ECB Should Not Hurry To Cut Rates, Says Croatia’s CB Governor
Despite a rapid decrease in inflation from the high levels of 2022 and the euro zone’s current economic slowdown, market forecasts anticipate up to five ECB rate reductions this year, potentially starting as early as April. However, Vujcic and other policymakers in Europe and the Federal Reserve in the United States advocate for a cautious approach.
“We need some patience now,” Vujcic stated, acknowledging the progress in reducing inflation but pointing out persistent inflationary pressures in services and domestic sectors alongside a robust European labour market.
The timing for the ECB’s next moves remains uncertain. Still, Vujcic stressed the importance of accuracy, especially given the unforeseen inflation surge following the COVID-19 pandemic’s easing and the conflict in Ukraine. He referenced an IMF paper that cautioned against central banks prematurely declaring victory over inflation, underscoring the need for careful decision-making.

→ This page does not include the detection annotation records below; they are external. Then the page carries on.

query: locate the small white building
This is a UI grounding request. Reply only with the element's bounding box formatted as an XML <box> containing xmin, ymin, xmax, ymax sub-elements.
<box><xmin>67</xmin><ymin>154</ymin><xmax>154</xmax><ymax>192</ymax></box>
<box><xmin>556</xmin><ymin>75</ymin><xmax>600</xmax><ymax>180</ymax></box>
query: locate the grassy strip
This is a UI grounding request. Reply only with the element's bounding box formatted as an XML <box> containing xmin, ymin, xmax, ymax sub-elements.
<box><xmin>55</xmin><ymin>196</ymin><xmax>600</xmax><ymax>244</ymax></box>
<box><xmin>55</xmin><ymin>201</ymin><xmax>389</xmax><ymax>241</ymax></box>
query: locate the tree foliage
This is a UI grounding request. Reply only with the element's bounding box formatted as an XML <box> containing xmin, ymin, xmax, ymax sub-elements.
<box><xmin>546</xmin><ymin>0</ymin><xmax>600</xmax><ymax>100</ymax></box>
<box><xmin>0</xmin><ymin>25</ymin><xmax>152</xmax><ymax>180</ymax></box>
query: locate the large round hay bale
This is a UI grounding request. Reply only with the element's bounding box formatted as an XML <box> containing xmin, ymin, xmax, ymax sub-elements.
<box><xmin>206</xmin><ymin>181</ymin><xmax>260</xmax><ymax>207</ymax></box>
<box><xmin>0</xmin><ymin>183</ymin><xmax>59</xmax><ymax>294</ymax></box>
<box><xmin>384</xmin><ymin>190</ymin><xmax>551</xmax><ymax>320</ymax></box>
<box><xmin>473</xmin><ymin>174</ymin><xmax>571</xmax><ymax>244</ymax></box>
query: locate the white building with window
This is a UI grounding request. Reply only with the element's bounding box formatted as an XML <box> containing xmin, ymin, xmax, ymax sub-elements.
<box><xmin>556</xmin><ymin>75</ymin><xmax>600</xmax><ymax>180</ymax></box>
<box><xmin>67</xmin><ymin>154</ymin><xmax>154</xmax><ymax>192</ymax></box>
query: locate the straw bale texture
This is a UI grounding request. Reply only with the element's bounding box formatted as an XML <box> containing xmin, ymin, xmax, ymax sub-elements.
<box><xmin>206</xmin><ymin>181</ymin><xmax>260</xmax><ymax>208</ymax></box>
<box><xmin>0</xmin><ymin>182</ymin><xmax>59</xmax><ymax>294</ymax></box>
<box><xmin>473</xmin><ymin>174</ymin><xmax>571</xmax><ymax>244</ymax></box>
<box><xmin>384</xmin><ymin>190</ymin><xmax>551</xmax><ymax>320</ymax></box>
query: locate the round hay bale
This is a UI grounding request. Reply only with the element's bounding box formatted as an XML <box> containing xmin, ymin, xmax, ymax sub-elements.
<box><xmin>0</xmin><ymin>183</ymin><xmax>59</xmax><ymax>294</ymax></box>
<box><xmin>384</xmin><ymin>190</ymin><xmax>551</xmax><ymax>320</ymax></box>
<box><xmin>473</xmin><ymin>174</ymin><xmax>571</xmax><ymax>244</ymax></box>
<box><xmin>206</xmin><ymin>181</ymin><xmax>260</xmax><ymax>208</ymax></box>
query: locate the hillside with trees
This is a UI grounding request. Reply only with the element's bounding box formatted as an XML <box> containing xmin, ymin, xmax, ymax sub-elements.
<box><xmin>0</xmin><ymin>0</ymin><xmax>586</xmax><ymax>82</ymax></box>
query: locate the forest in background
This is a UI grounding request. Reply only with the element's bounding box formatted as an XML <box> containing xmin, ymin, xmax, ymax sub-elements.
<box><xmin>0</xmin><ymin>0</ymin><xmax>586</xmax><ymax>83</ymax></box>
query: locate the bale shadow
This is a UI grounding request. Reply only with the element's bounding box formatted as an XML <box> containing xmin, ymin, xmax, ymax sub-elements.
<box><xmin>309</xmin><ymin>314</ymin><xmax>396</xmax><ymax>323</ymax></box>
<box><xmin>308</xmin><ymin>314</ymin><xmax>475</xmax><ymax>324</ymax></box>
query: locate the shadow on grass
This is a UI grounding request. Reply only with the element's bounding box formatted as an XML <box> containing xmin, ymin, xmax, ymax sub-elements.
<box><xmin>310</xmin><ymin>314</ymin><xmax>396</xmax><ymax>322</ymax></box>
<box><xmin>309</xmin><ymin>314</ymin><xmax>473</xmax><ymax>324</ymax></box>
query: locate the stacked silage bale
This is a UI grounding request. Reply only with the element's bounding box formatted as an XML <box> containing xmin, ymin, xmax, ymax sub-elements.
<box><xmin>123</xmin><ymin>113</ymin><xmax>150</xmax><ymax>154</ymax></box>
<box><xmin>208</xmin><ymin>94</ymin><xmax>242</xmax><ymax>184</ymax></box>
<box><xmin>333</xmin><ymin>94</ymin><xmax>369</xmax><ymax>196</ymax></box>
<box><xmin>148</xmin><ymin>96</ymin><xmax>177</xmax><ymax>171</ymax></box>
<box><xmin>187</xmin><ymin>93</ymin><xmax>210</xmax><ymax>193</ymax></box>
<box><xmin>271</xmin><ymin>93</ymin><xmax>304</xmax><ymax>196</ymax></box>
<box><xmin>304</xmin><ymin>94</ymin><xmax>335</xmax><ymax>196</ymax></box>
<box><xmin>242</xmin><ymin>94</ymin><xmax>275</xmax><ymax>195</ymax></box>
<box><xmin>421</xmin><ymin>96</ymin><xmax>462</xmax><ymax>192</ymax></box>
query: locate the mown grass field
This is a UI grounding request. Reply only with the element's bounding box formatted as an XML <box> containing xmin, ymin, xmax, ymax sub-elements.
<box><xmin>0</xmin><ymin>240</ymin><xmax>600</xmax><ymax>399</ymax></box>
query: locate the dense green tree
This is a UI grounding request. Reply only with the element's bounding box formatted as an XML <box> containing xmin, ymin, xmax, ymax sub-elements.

Vujcic’s remarks followed a discussion at Warwick University with economist Charles Goodhart, who predicted that the current inflation slowdown might only last another 6-9 months. Goodhart highlighted long-term inflation drivers such as high debt levels, declining workforces, climate change, and deglobalisation.
Don’t miss out the latest news, subscribe to LeapRate’s newsletter
Addressing concerns about potential political developments, such as Donald Trump’s influence on U.S. monetary policy, Vujcic advised against overemphasising politics until its economic implications are clear. He noted that previous trade restrictions under Trump had impacted globalisation and could influence future inflation.
Vujcic also discussed the concept of the “equilibrium” interest rate in the eurozone, considering the impact of recent global challenges. Given the various factors at play, he suggested that this rate is likely higher now, though the exact increase remains to be seen.
As speculation about when the ECB might begin to cut its record-high 4% interest rates continues, Vujcic believes that a delay of a month or two is inconsequential, given the unlikely prospect of a severe recession.